Spinach Stuffed Braciole in a Sunday Sauce



  • 1 (10-ounce) box chopped frozen spinach
  • Salt and freshly ground black pepper
  • 1/4 cup dried porcini mushrooms
  • 6 sun dried tomatoes
  • 1/2 cup of cremini mushrooms
  • 2 large cloves garlic, finely chopped
  • 1/4 cup freshly shredded Parmigiano-Reggiano cheese
  • 4 (8-ounce) pieces thin-cut top round veal or beef pounded very thin
Sauce:
  • 1/4 cup extra-virgin olive oil
  • 1 carrot, finely chopped
  • 1 onion, finely chopped
  • 4 cloves garlic, thinly sliced
  • 1 large fresh bay leaf
  • A few sprigs fresh rosemary, leaves removed and finely chopped
  • A few sprigs fresh sage, thinly sliced
  • 1/4 cup tomato paste
  • 1 cup dry white wine
  • 2 cups chicken stock-in-a-box
  • 1(28-ounce) large can tomatoes
  • A generous handful fresh sweet basil leaves, torn or shredded
  • A small handful fresh flat-leaf parsley, finely chopped

For the braciole: 
  1. Defrost, drain, and wring the frozen organic spinach dry in a clean kitchen towel and separate with your fingertips while adding to a mixing bowl.

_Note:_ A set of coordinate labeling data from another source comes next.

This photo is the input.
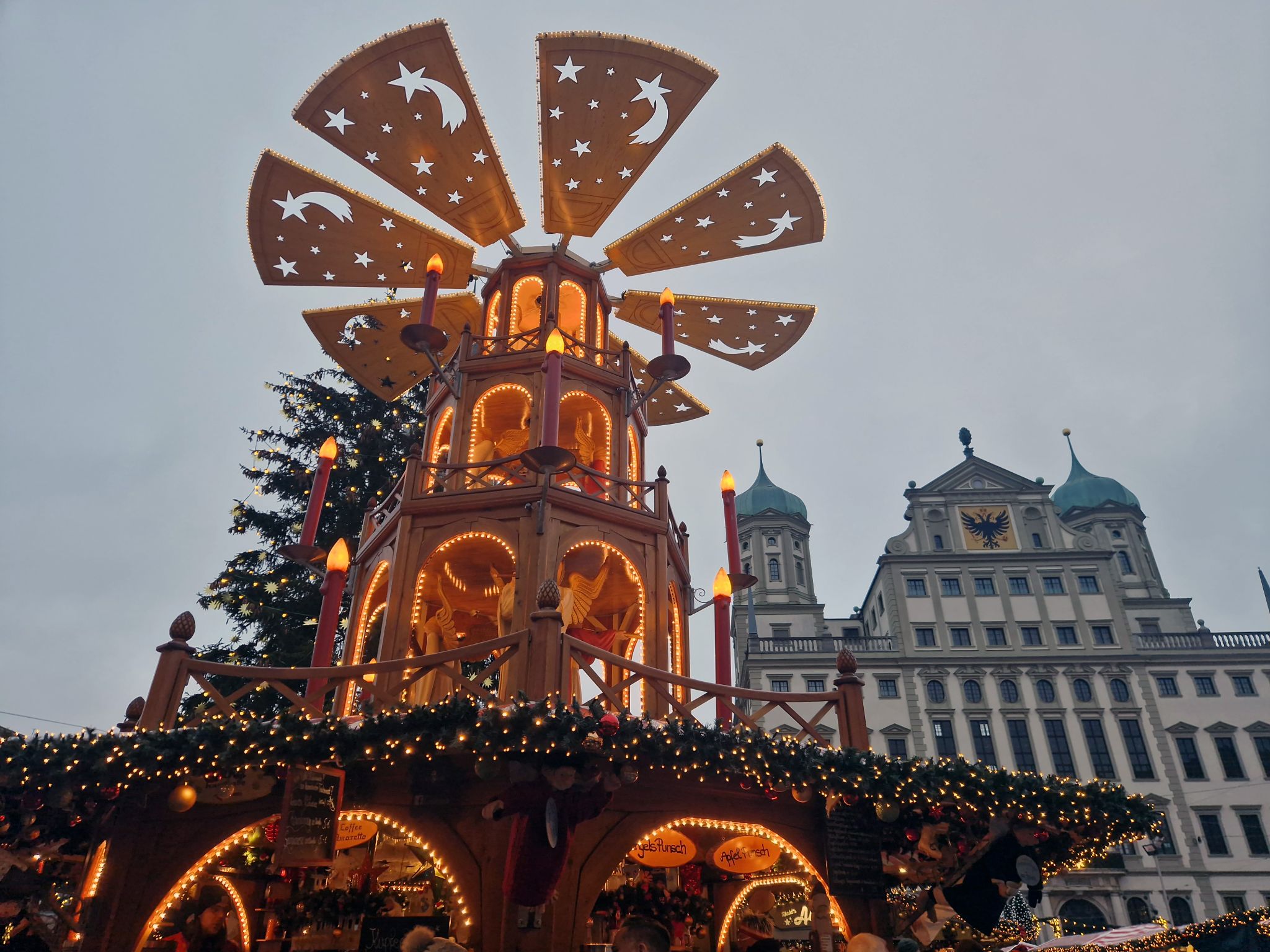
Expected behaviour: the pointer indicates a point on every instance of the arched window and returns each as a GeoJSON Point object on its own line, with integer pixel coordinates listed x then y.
{"type": "Point", "coordinates": [1081, 917]}
{"type": "Point", "coordinates": [1180, 912]}
{"type": "Point", "coordinates": [1140, 913]}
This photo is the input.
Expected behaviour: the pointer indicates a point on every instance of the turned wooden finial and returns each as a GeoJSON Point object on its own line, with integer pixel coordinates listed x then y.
{"type": "Point", "coordinates": [549, 596]}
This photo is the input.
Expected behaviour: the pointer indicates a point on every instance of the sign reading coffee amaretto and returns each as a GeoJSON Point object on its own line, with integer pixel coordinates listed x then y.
{"type": "Point", "coordinates": [666, 850]}
{"type": "Point", "coordinates": [744, 855]}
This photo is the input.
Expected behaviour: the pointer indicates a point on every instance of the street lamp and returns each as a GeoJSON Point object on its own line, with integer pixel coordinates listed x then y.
{"type": "Point", "coordinates": [1153, 847]}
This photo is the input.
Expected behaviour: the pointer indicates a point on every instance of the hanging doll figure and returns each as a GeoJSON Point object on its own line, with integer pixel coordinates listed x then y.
{"type": "Point", "coordinates": [548, 810]}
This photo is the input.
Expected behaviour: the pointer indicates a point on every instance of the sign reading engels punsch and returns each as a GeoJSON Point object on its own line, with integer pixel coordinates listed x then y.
{"type": "Point", "coordinates": [668, 848]}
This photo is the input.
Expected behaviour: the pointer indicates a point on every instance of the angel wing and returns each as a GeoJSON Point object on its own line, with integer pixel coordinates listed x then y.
{"type": "Point", "coordinates": [585, 592]}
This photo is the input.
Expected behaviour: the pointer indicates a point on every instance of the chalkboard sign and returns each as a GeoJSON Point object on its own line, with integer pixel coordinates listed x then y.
{"type": "Point", "coordinates": [310, 816]}
{"type": "Point", "coordinates": [385, 933]}
{"type": "Point", "coordinates": [853, 850]}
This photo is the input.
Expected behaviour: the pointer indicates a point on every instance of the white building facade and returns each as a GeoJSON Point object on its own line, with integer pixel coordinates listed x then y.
{"type": "Point", "coordinates": [1029, 627]}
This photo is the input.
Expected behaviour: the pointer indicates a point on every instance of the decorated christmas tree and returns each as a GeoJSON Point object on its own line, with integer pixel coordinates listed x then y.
{"type": "Point", "coordinates": [273, 603]}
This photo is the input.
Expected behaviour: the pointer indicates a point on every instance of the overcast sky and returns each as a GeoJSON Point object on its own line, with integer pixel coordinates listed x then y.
{"type": "Point", "coordinates": [1039, 216]}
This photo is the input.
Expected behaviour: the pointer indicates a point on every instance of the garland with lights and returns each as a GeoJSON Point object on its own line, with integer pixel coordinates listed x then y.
{"type": "Point", "coordinates": [272, 603]}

  2. Season the spinach with salt, and black pepper. 
  3. Soak the porcini mushrooms and sun dried tomatoes in 3/4 cup of boiling water
  4. After 10 minutes remove mushrooms and tomatoes from water, reserve liquid
  5. Add the mushroom and tomatoes to the spinach. 
  6. Season the meat with salt and pepper and arrange each steak with one of the narrow ends near you.

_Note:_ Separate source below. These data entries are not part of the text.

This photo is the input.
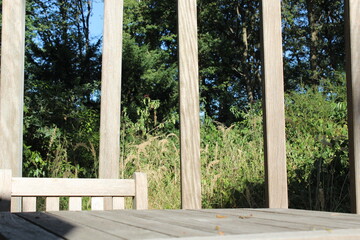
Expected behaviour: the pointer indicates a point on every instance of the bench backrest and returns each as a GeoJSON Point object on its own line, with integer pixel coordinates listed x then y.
{"type": "Point", "coordinates": [100, 190]}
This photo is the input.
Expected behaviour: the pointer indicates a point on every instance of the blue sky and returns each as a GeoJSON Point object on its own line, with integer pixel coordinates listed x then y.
{"type": "Point", "coordinates": [97, 19]}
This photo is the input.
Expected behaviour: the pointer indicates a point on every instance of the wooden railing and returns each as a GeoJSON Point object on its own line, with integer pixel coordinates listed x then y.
{"type": "Point", "coordinates": [12, 82]}
{"type": "Point", "coordinates": [28, 189]}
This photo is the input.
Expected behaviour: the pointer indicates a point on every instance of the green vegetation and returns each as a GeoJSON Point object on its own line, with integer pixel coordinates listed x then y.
{"type": "Point", "coordinates": [62, 99]}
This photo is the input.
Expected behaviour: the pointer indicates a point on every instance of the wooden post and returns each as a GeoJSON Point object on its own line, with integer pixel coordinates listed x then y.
{"type": "Point", "coordinates": [141, 191]}
{"type": "Point", "coordinates": [5, 190]}
{"type": "Point", "coordinates": [111, 92]}
{"type": "Point", "coordinates": [12, 88]}
{"type": "Point", "coordinates": [352, 21]}
{"type": "Point", "coordinates": [273, 105]}
{"type": "Point", "coordinates": [189, 106]}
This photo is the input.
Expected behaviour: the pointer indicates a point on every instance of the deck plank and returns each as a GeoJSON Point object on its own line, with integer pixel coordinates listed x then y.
{"type": "Point", "coordinates": [64, 227]}
{"type": "Point", "coordinates": [14, 227]}
{"type": "Point", "coordinates": [127, 217]}
{"type": "Point", "coordinates": [284, 218]}
{"type": "Point", "coordinates": [203, 222]}
{"type": "Point", "coordinates": [114, 228]}
{"type": "Point", "coordinates": [343, 217]}
{"type": "Point", "coordinates": [194, 224]}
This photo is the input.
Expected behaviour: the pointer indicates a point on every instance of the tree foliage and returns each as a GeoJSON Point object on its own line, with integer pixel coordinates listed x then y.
{"type": "Point", "coordinates": [63, 92]}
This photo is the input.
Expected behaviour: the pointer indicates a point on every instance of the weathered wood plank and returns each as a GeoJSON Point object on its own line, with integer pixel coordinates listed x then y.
{"type": "Point", "coordinates": [286, 219]}
{"type": "Point", "coordinates": [141, 191]}
{"type": "Point", "coordinates": [117, 229]}
{"type": "Point", "coordinates": [352, 234]}
{"type": "Point", "coordinates": [29, 204]}
{"type": "Point", "coordinates": [208, 223]}
{"type": "Point", "coordinates": [5, 190]}
{"type": "Point", "coordinates": [67, 228]}
{"type": "Point", "coordinates": [12, 87]}
{"type": "Point", "coordinates": [334, 216]}
{"type": "Point", "coordinates": [97, 203]}
{"type": "Point", "coordinates": [352, 12]}
{"type": "Point", "coordinates": [127, 217]}
{"type": "Point", "coordinates": [73, 187]}
{"type": "Point", "coordinates": [273, 105]}
{"type": "Point", "coordinates": [52, 204]}
{"type": "Point", "coordinates": [75, 203]}
{"type": "Point", "coordinates": [14, 227]}
{"type": "Point", "coordinates": [118, 203]}
{"type": "Point", "coordinates": [111, 90]}
{"type": "Point", "coordinates": [189, 105]}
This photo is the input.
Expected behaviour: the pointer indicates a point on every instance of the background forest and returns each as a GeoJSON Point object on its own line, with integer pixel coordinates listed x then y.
{"type": "Point", "coordinates": [62, 99]}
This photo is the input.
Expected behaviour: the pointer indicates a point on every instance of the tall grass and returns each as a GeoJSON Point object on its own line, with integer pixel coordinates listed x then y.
{"type": "Point", "coordinates": [231, 157]}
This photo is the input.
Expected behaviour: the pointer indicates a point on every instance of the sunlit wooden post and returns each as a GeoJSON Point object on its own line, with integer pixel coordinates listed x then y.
{"type": "Point", "coordinates": [12, 87]}
{"type": "Point", "coordinates": [352, 21]}
{"type": "Point", "coordinates": [189, 105]}
{"type": "Point", "coordinates": [111, 91]}
{"type": "Point", "coordinates": [273, 105]}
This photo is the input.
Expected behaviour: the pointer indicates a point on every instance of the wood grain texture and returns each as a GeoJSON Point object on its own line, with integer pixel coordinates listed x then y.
{"type": "Point", "coordinates": [119, 230]}
{"type": "Point", "coordinates": [52, 204]}
{"type": "Point", "coordinates": [141, 191]}
{"type": "Point", "coordinates": [74, 187]}
{"type": "Point", "coordinates": [75, 203]}
{"type": "Point", "coordinates": [29, 204]}
{"type": "Point", "coordinates": [352, 13]}
{"type": "Point", "coordinates": [69, 229]}
{"type": "Point", "coordinates": [118, 203]}
{"type": "Point", "coordinates": [199, 224]}
{"type": "Point", "coordinates": [111, 90]}
{"type": "Point", "coordinates": [14, 227]}
{"type": "Point", "coordinates": [5, 190]}
{"type": "Point", "coordinates": [273, 105]}
{"type": "Point", "coordinates": [12, 87]}
{"type": "Point", "coordinates": [189, 105]}
{"type": "Point", "coordinates": [97, 203]}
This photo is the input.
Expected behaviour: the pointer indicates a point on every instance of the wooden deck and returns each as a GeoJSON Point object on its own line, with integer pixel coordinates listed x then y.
{"type": "Point", "coordinates": [188, 224]}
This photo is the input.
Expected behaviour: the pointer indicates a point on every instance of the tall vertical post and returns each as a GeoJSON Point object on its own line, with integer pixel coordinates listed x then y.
{"type": "Point", "coordinates": [12, 87]}
{"type": "Point", "coordinates": [352, 22]}
{"type": "Point", "coordinates": [273, 105]}
{"type": "Point", "coordinates": [111, 91]}
{"type": "Point", "coordinates": [189, 105]}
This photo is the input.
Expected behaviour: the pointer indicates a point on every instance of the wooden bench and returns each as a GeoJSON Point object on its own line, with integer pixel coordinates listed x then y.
{"type": "Point", "coordinates": [75, 188]}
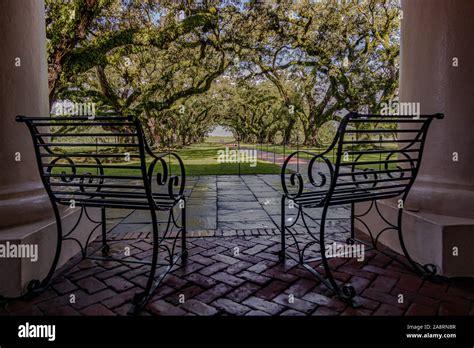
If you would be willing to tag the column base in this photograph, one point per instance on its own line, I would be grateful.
(443, 240)
(17, 272)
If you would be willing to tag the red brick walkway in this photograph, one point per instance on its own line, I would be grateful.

  7. Divide the filling evenly among the meat slices. 
  8. Scatter the filling over the meat leaving a 1/2-inch edge or border on the sides. 
  9. Fold the edge over the filling and tuck in the edges as you roll each bundle to secure the filling. 

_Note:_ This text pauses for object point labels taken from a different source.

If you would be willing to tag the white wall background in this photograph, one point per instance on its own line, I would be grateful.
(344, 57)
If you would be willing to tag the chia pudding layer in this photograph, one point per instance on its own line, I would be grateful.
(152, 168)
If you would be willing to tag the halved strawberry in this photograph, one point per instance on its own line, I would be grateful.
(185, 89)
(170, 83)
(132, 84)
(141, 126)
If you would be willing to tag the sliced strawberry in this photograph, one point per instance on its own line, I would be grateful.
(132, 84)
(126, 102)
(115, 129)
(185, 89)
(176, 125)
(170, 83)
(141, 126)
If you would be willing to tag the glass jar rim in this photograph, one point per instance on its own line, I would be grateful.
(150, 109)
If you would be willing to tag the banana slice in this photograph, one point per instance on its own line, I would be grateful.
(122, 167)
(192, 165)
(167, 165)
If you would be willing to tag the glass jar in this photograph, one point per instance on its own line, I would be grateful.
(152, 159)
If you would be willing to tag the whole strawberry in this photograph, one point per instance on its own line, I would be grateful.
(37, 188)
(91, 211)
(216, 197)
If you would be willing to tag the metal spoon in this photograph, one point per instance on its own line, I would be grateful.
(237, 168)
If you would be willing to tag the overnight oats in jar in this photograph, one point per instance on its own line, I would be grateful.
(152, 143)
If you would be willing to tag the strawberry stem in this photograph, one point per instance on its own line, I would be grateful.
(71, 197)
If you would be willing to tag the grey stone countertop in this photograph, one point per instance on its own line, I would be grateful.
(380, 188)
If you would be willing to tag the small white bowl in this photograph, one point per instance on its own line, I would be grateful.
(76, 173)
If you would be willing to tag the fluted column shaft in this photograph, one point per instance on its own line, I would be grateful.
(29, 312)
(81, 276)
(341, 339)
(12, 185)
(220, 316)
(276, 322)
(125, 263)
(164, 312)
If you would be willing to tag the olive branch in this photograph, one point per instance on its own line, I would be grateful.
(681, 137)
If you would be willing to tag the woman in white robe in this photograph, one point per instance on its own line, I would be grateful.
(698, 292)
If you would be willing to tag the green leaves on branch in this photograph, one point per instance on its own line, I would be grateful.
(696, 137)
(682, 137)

  10. Wrap and roll the remaining bundles and secure with kitchen twine to cover the ends and middle, like wrapping a package.
  11. Heat a large Dutch oven with 2 tablespoons extra-virgin olive oil a couple of turns of the pan over medium-high heat. 
  12. Brown the meat bundles 6 to 8 minutes to evenly caramelize the meat all over.
 For the sauce:
  1. Remove the bundles from the pan and add 1 tablespoon more olive oil, give a turn of the pan to coat. 
  2. Add the chopped carrots, onions, sliced garlic, bay leaf, liquid from the mushrooms and season with salt and pepper. 
  3. Let the vegetables cook 5 minutes to soften, then stir in the chopped rosemary and sage for 1 minute.
  4. Add the tomato paste and stir to develop the fragrance, then add the white wine and scrape up the pan drippings. 
  5. Stir in the chicken stock and tomatoes. 
  6. Break up the tomatoes with a spoon or potato masher. 
  7. Bring the sauce to a bubble, add the meat back to the pot and reduce the heat to a simmer, cover and cook 2 hours more, stirring occasionally.
Cut the string from the meat and serve the meat dotted with more sauce and sprinkled with fresh parsley on large dinner plates with hot pappardelle pasta topped with fresh basil and some shaved Parmesan.